According to Carter he had waited and prayed for seven years until Vanna suddenly came, and after another three months of getting to know each other, finally “naging SILA.”

However a major trial immediately came upon them making a sharp twist in their love story. Just within a span of nine days after they became “SILA” a different kind of Sept 11 suddenly happened. A life threatening illness crush landed on Carter, and diagnosis of the doctors was Leukemia. How did they try to resolve this crisis?

Hours after Carter got confirmation of his AML in Singapore, he told Vanna in a video call something that sounded so incredibly selfless. He said that he did not want her to feel obligated to stay in the relationship, for he did not want her to carry the burden of responsibility.

And how did Vanna react after hearing those words? Did she agree and walk away saying “Ah okay. Sige magpagaling ka muna, ha. I’ll pray for you”? No, not at all. Surprisingly, she did not give in to the temptation of a break up or a cool off until further notice. I believe what she saw in her boyfriend was not a burden, but rather a blessing. I beg your indulgence to allow me to read to you the exact words she wrote on her journal.

Vanna said, It dawned on me then that even with the huge shocking news of his diagnosis and everything going on with his body, he (Carter) was still prioritizing me and making sure that I would choose what was best for me, regardless of what that would mean for him. …he was being selfless and thinking about how I would feel. So I told him that his getting cancer was not how things would end between us; we would do everything we could to get him to recover fully, and I would be by his side no matter what.” Isn’t this what selfless love is all about, on the part of both the bridegroom and the bride seated right here before us?

How they resolved their crisis, I believe, is a very concrete application and a very inspiring exemplification of what Jesus said in the Gospel, “As the Father has loved me, so I have loved you. Remain in my love…” In fact Jesus would also add at the end of his teaching. “This is my commandment: love one another as I have loved you.”

The way Carter has loved Vanna, and similarly, also the way Vanna has loved Carter is precisely the way Christ has loved – us not for one’s own comfort, pleasure and satisfaction, but rather – selflessly, that is, for our own well-being and redemption from sin. In fact during the last three years of his public ministry, he served the needs of the poor, the sick and the afflicted, not for one day, not for one week, not for one month, not for one year only but all the days and years of his remaining life, until the end. A love like that can’t but be selfless, faithful and fruitful, 100% human and 100% divine.

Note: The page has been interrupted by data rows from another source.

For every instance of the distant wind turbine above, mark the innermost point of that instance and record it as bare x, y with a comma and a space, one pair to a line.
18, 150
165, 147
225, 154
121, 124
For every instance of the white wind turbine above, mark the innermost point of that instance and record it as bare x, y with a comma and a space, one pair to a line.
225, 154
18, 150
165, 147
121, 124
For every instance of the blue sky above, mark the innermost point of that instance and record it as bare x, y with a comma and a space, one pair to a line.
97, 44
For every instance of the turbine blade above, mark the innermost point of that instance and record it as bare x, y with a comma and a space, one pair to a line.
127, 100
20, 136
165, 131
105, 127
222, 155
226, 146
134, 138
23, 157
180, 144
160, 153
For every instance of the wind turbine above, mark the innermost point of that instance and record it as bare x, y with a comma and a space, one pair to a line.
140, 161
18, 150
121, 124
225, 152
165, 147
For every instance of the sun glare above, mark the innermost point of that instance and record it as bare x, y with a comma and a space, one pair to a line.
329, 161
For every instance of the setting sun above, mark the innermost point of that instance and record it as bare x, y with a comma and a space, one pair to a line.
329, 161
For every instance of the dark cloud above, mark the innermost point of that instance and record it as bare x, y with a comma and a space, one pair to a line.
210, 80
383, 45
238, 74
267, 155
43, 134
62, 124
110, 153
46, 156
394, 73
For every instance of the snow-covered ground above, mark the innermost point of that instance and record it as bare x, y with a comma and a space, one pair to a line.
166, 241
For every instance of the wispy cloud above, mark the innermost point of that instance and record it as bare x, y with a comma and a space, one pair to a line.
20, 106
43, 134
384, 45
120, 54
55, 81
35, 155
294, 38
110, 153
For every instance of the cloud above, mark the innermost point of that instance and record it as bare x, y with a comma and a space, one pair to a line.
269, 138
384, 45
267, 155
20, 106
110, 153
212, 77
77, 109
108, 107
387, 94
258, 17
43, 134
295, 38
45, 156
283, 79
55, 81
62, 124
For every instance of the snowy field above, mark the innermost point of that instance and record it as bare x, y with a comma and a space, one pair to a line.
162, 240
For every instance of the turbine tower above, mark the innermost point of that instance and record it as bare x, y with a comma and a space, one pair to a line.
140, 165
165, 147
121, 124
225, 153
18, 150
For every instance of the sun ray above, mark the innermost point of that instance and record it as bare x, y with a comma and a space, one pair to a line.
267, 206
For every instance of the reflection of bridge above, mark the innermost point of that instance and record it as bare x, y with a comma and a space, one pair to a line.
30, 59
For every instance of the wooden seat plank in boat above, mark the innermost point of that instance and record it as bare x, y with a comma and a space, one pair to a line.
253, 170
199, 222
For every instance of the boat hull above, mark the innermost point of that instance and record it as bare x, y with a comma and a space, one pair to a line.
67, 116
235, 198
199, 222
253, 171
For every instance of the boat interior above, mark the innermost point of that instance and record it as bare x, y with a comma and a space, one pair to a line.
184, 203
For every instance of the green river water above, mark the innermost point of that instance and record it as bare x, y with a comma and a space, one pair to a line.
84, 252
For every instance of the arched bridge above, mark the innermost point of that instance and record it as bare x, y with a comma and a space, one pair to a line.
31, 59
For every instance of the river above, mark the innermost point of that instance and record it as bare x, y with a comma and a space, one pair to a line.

Because of this I would like to think that such was also the kind of love Vanna and Carter saw in their respective homes as they were growing up, in their parents’ spousal and conjugal love for each other. And so today we ourselves will witness how Carter and Vanna will celebrated that faithful and unconditional love in this Sacrament of Matrimony, promising to stay in that love all the days of their lives saying the words “in sickness and in health, for richer or for poorer, for better or for worse, until death do us part.”

Let us pray that the Lord may bless abundantly their one love, not only with kids, happiness and countless material gifts, but most especially with the spiritual blessings of fidelity and fruitfulness with which Christ loved the Church.

Finally as we give thanks to the Lord for granting the Church a new Pope after the heart and mind of Christ the Good Shepherd, allow me to borrow the words our newly elected Pope Leo XIV said to the Cardinals during his first homily in the Vatican “To move aside so that Christ may remain, to make oneself small so that he may be known and glorified.”

Carter and Vanna, today you will no longer be two but you will be made one. Christ, who during the wedding at Cana transformed water into wine, will make you one in himself. And so from now on the love you will offer to each other will no longer be yours, but it will be Christ’s. Always be aware therefore that you are now the living sacraments of Christ’s love for each other. And you are also to be Christ’s living sacraments to the poor and the needy. Every now and then, try “to move aside so that Christ may remain, (try) to make oneself (yourselves) small so that he may be known and glorified. GiGsss!